Healthcare service providers are confronting significant challenges with reimbursement and payments, staffing shortages, and the cost and complexity of technology implementation as the industry heads into 2019, according to a new survey by investment bank Carl Marks Advisors.
Reimbursements and payments were cited by 72 percent of respondents to the Carl Marks Advisors survey as the biggest challenge for middle market healthcare service company management teams. More than 61 percent cited staffing shortages as a significant and continuing problem, while 56 percent said the cost and complexity of technology implementation remains a source of pain for these organizations.
The need to upgrade technology has been felt most acutely in limitations around billing and sub-optimal conversion of receivables to cash, the survey showed. Healthcare services organizations may be delaying or shelving needed technology investments in part because of concerns about return on investment. More than 76 percent of survey respondents said that the ROI from these upgrades is not commensurate with the associated cost and disruption.
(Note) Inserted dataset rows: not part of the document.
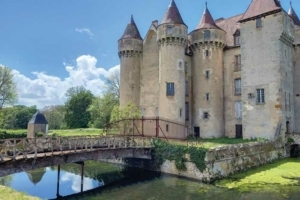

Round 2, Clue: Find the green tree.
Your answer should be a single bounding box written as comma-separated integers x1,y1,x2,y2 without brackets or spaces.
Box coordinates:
88,93,119,128
64,86,95,128
0,65,18,109
43,105,65,130
110,102,142,135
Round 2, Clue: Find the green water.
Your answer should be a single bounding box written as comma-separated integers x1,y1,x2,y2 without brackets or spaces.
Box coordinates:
0,159,300,200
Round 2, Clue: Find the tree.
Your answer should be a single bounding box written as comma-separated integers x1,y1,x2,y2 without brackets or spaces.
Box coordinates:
64,86,95,128
0,66,18,109
88,93,118,128
43,105,65,130
105,70,120,101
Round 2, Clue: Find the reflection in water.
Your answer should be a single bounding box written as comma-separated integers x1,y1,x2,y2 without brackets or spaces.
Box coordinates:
0,161,300,200
25,168,46,185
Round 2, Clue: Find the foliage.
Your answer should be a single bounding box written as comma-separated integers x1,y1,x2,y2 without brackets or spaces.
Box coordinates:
88,93,119,128
43,105,65,130
110,102,142,135
216,158,300,199
64,86,94,128
0,105,37,129
0,65,18,109
153,139,207,172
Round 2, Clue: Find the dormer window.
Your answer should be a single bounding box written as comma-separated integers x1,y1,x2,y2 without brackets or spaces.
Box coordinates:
233,29,241,46
204,30,210,40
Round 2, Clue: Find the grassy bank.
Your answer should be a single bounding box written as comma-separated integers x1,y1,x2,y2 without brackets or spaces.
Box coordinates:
0,185,39,200
215,158,300,198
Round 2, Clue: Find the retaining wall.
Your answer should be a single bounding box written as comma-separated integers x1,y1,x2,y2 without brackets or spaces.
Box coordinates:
161,141,286,182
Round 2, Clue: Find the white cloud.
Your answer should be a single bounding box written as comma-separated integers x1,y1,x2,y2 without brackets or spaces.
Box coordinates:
75,28,94,37
13,55,120,108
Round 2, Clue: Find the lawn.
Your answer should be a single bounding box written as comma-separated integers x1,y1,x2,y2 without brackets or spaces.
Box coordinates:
0,185,39,200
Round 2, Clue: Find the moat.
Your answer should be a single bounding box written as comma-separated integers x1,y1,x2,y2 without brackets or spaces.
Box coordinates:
0,159,300,200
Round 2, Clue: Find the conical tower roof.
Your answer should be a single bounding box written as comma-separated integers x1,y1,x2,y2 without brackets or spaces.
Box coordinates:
239,0,282,22
29,111,48,124
120,15,142,40
196,2,220,30
289,1,300,26
161,0,185,25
“The results of our survey mirror the experiences we see with our clients,” said Mark Claster, Founding Partner of Carl Marks Advisors. “When we are brought in by owners or management teams, we often see firsthand the challenges of competing in today’s modern healthcare marketplace, and the difficulty of increasing margins when you rely on legacy information systems that were not intended to be used to manage current demands.”
Other findings in the Carl Marks Advisors survey include:
M&A activity and price increases are two methods providers will employ to drive revenues in 2019, but restricted access to capital is likely forcing many to adopt more risk-averse growth strategies. Nearly 70 percent of respondents say less than half of healthcare services companies are operating today with sophisticated, integrated IT systems. About 65 percent said while they recognize the need to upgrade technology infrastructure for the digital age, costly and inefficient fixes pose a major threat. Many respondents are concerned that overspending on upgrades is rampant (50 percent) and this problem ultimately affects billing and revenue cycles (73 percent). While geographic expansion and the opening of new facilities are generally not seen as potential revenue drivers for healthcare services in 2019, respondents cited outpatient surgical centers and walk-in health clinics as exceptions that are expected to continue to expand.
“In the middle market, we see companies that are constrained financially to undertake the necessary improvements to financial management and IT systems,” said Jonathan Killion, Managing Director of Carl Marks Advisors. “The efforts to gain efficiency in order to offset reimbursement and other pressure are proving to be risky and disruptive, and that often means the bias is to the status quo even though over time that drains the company of necessary resources and competitive insights. The trade-off is a return-on-investment horizon that doesn’t justify the incremental capital expenditures and potential disruption risk.”
Carl Marks Advisors compiled these findings through a national online survey taken in October 2018 by 125 participants in the U.S. who work for or advise healthcare services providers, in such sectors as hospitals and clinics, home health and nursing facilities, physician practices, and laboratory and financial services providers.